Fang Gao, VHC Visiting Scholar

 

 It has been almost four months since we were quarantined at home at the end of March, and we're in a state we never thought we'd be in before. "At first, no one cared about the disaster. It's a fire, it's a drought, it's the extinction of a species, it's the destruction of a city until it affects everyone." This is a line from a movie that I never thought would come true in 2020. Coronavirus fatalities are mounting. Slowly enveloped in fear, humanity in the face of nature is fragile, vulnerable.
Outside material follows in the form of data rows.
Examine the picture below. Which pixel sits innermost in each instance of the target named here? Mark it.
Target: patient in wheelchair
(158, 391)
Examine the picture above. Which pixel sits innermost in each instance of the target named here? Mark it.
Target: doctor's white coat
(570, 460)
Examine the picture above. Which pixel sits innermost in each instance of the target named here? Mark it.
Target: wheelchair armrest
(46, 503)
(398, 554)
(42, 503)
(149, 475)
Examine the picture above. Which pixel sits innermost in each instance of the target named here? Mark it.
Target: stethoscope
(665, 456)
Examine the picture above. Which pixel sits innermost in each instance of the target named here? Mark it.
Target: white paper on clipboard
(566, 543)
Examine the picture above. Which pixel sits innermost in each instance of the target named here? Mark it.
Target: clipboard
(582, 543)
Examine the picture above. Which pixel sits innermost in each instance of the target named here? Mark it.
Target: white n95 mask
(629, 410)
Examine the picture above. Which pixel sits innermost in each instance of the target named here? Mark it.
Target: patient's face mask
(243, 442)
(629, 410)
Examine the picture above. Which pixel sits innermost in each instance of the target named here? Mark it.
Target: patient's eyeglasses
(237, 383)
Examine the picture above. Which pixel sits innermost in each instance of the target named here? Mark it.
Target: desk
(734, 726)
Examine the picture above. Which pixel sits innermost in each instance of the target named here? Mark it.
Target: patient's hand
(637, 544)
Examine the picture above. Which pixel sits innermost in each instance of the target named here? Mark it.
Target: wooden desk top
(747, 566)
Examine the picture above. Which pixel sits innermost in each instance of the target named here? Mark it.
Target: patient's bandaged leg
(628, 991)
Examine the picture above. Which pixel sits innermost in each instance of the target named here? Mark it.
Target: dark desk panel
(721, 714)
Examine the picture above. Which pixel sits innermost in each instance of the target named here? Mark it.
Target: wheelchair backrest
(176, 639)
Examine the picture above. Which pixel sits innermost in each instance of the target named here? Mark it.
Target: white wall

 At such a unique time, I had many unique experiences in foreign countries that I had never had in my life. Disasters have opened our eyes to vulnerability. We live within fragile materiality that renders us constantly susceptible to change, both positive and negative, in our bodily and our social circumstances. Coronavirus leads to negative change. As the epidemic becomes more and more severe, we begin to feel stressed and anxious, and many feel powerless in the face of one fresh death after another. The epidemic has had an unexpected impact on all of us, leaving our culture and politics vulnerable and powerless in the face of life and death.

 I have seen the ugly side of human nature: the allegation of the “Chinese virus” causes frequent incidents of attacking and insulting Asians. The news about “Chinese student attacked for wearing a face mask” is frequently reported. The death of Floyd brought me face to face with the racial conflicts in American society. It all made me feel terrible. I also saw the good side of human nature, especially the hard-working medical staff. Nurses crying in New York hospitals, experts trying to spread the word about proper prevention... We want to say: Thank you. I live in a community where life is still peaceful and people are nice and friendly. But in supermarkets, restaurants, parks, everyone silently put on masks. It amazes me how quickly people in places with anti-masked laws compromise their convention.

 The epidemic has made me pay more attention to the warmth of my family. Staying in a foreign country, due to a large number of cancellations of flights and local quarantine of the epidemic, I feel more and more that family is the warmest harbor, is the habitat of the soul. Maybe formal discussion always says that family brings us a lot of economic and resource support. In the present process, what I appreciate and cherish more is the spiritual support of my family. It is precisely because the family acts as a bond that society is able to maintain a stable state.

 The outbreak of COVID-19 has shaken the global finance, economy, employment, and global supply chain. The global stock market crash appeared to have been caused by the spread of the COVID-19 epidemic to Europe and the US, but the false boom in the stock market exposed its vulnerability to the epidemic.

 The virus will not go away by itself just as national rejuvenation will not happen by itself. It must be done by real efforts. It is of no benefit to the government to deal with the epidemic from a political and re-election perspective. What people need are practical resources: medical care and medical facilities, such as clinics, hospitals, laboratories, ambulances, testing facilities, and large quantities of food and daily necessities. Resources are limited and the coordinated allocation of government is important. For each of us, life is so precious that we have to be responsible for ourselves as well as those around us. When we strive to become better than we are, everything around us becomes better too.